Ash–Shahid's brief admits that many issues raised in district court were raised in his previous K.S.A. 60–1507 motions. Ash–Shahid asserts there are exceptional circumstances in the form of newly discovered DNA evidence and information withheld by law enforcement concerning the number of people who handled the murder weapon. But he does not explain how the newly discovered evidence constitutes exceptional circumstances allowing for a successive K.S.A. 60–1507 motion. See Supreme Court Rule 183(d) (2014 Kan. Ct. R. Annot. 285). We note that Ash–Shahid was convicted of felony murder so the State was never required to prove that he handled the murder weapon in the underlying criminal case. Finally, even if Ash–Shahid set forth adequate reasons to file a successive K.S.A. 60–1507 motion, he has failed to set forth any grounds in district court or on appeal as to why the court should consider his untimely motion. See K.S.A. 60–1507(f).
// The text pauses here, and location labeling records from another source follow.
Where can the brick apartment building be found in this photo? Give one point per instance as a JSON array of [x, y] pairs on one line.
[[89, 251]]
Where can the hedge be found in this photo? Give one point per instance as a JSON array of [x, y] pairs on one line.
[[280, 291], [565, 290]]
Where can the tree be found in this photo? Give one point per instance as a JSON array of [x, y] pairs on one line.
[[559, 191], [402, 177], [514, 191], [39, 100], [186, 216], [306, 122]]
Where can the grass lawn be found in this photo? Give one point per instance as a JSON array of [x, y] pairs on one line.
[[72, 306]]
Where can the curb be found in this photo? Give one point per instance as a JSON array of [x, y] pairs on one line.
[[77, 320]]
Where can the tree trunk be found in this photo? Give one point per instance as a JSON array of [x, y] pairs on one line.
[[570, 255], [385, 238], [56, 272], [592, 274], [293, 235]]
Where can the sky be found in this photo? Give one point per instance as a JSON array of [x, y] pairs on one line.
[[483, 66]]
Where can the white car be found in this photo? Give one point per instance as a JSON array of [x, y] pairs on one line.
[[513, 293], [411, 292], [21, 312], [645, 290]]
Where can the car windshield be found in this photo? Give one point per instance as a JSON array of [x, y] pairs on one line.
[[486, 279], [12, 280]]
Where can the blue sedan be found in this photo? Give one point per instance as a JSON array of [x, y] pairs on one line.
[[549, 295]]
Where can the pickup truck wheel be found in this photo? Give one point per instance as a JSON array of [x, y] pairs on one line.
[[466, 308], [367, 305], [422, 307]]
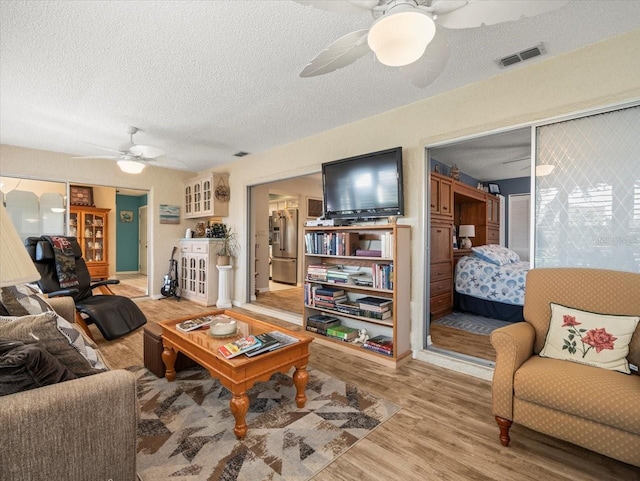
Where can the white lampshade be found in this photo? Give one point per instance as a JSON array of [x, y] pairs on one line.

An issue not briefed by the appellant is deemed waived and abandoned. State v. Boleyn, 297 Kan 610, 633, 303 P.3d 680 (2013). A point raised incidentally in a brief and not argued therein is also deemed abandoned. State v. Llamas, 298 Kan. 246, 264, 311 P.3d 399 (2013). Failure to support a point with pertinent authority or show why it is sound despite a lack of supporting authority or in the face of contrary authority is akin to failing to brief the issue. State v. Tague, 296 Kan. 993, 1001, 298 P.3d 273 (2013).
The district court summarily denied Ash–Shahid's sixth K.S.A. 60–1507 motion as being untimely and successive. Ash–Shahid has failed to set forth any grounds on appeal to establish that the district court erred in denying his request for relief. After reviewing the record and the briefs, we find that the district court committed no reversible error and that the appeal is without merit.
Affirmed under Supreme Court Rule 7.042(b)(2) (2014 Kan. Ct. R. Annot. 67).